Author Response File:
Author Response.docx
Round 2
Reviewer 1 Report
Comments and Suggestions for AuthorsThe authors have addressed all my previous review comments and the paper has improved significantly. I recommend accept.
Author Response
I appreciate your support; the first review really improved the manuscript.
Reviewer 2 Report
Comments and Suggestions for AuthorsThe authors have improved their contributions, taking into account most of the comments and reasoning them appropriately. Certainly, the article could be further improved, especially with the addition of Figure 2.
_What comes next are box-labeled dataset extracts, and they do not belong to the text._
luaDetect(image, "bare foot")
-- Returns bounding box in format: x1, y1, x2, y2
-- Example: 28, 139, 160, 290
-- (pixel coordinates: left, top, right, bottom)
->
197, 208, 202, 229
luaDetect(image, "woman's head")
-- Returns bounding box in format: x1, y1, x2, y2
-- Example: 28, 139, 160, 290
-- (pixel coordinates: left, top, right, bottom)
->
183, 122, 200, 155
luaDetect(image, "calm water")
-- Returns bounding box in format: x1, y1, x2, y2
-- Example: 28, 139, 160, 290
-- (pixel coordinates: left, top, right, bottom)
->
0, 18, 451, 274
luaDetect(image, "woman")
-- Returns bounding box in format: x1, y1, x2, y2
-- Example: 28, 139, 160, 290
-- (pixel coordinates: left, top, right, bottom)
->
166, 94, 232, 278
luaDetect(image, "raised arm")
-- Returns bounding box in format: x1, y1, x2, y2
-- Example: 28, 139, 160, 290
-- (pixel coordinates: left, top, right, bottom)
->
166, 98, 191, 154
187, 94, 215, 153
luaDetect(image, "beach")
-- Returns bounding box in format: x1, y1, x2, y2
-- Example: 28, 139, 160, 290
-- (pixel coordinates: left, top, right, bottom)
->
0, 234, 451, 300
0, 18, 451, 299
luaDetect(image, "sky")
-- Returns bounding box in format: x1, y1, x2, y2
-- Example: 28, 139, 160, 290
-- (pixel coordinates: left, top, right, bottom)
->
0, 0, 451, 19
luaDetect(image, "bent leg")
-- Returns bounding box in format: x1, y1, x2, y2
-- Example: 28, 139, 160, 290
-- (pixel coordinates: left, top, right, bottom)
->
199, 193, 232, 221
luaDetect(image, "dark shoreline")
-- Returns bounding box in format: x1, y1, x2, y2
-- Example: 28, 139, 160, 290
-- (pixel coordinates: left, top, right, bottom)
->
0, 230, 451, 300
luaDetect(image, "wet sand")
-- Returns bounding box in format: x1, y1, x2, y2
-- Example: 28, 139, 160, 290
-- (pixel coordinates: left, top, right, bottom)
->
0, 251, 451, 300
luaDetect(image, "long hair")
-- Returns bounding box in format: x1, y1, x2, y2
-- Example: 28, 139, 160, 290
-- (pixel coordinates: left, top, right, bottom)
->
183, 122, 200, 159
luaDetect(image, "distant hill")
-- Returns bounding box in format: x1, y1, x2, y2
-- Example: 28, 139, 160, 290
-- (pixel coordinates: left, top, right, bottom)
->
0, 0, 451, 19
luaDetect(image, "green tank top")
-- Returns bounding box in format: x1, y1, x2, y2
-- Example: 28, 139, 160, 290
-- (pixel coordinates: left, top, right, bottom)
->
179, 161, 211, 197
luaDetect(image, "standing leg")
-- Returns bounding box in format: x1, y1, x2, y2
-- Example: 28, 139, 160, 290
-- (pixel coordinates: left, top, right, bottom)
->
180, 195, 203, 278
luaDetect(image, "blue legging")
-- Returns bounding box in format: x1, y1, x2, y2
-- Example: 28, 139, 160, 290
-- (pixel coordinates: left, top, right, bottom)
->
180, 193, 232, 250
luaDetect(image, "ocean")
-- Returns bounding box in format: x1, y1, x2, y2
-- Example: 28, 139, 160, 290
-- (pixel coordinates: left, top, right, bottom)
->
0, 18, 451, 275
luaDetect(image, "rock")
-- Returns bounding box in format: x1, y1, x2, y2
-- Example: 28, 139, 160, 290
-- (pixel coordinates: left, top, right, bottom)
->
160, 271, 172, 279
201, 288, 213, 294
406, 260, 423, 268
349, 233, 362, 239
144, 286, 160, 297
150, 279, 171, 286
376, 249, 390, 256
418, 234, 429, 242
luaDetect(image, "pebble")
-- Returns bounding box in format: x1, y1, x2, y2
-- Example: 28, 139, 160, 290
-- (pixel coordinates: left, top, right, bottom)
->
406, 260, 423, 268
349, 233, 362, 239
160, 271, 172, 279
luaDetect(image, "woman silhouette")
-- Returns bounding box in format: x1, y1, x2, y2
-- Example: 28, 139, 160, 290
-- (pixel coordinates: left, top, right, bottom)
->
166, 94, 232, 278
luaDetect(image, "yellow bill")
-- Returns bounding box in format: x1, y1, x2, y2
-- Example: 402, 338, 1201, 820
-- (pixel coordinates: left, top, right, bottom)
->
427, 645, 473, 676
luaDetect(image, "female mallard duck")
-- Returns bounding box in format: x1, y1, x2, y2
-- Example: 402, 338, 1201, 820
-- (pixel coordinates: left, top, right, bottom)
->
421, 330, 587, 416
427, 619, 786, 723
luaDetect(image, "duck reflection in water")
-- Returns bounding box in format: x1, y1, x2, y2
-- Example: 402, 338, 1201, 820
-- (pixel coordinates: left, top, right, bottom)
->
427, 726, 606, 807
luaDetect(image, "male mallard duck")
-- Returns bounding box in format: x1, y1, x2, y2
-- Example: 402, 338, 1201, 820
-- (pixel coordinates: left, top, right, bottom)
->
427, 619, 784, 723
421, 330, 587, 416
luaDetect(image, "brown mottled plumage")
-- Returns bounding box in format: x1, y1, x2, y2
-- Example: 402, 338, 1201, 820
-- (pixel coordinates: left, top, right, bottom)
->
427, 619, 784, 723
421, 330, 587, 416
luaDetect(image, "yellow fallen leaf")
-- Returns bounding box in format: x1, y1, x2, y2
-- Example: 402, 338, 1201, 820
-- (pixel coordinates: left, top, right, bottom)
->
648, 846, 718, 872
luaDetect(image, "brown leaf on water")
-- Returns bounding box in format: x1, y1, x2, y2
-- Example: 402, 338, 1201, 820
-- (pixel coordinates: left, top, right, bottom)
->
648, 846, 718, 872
In Figure 2, try to follow the whole process in more detail, using standardised symbols (https://studyglance.in/c/display.php?tno=5&topic=Algorithms-and-Flow-Chart). It would be necessary to add a colour legend. Why did you use different colours?
Author Response
Comments: The authors have improved their contributions, taking into account most of the comments and reasoning them appropriately. Certainly, the article could be further improved, especially with the addition of Figure 2.
In Figure 2, try to follow the whole process in more detail, using standardised symbols (https://studyglance.in/c/display.php?tno=5&topic=Algorithms-and-Flow-Chart). It would be necessary to add a colour legend. Why did you use different colours?
Response: Thank you for the review. We initially did not use standard symbols - I don't know why. We probably were too focused on the pedagogical aspect of the topic. Of course, standardisation in symbols is a great help in the readability of the flowchart. The colours are not necessary in the flowchart; we have removed them. I appreciate your support. The review really increased the quality of the article. As we note in conclusion, we are going to apply the MAXQDA methods to analyze a whole textbook; and, at the same time, we are going to search for answers which pillars (which neural networks) are reasonable to develop through physics education at various ages. We can expect initial results in about one year, but to obtain more comprehensive results, we need longitudinal research.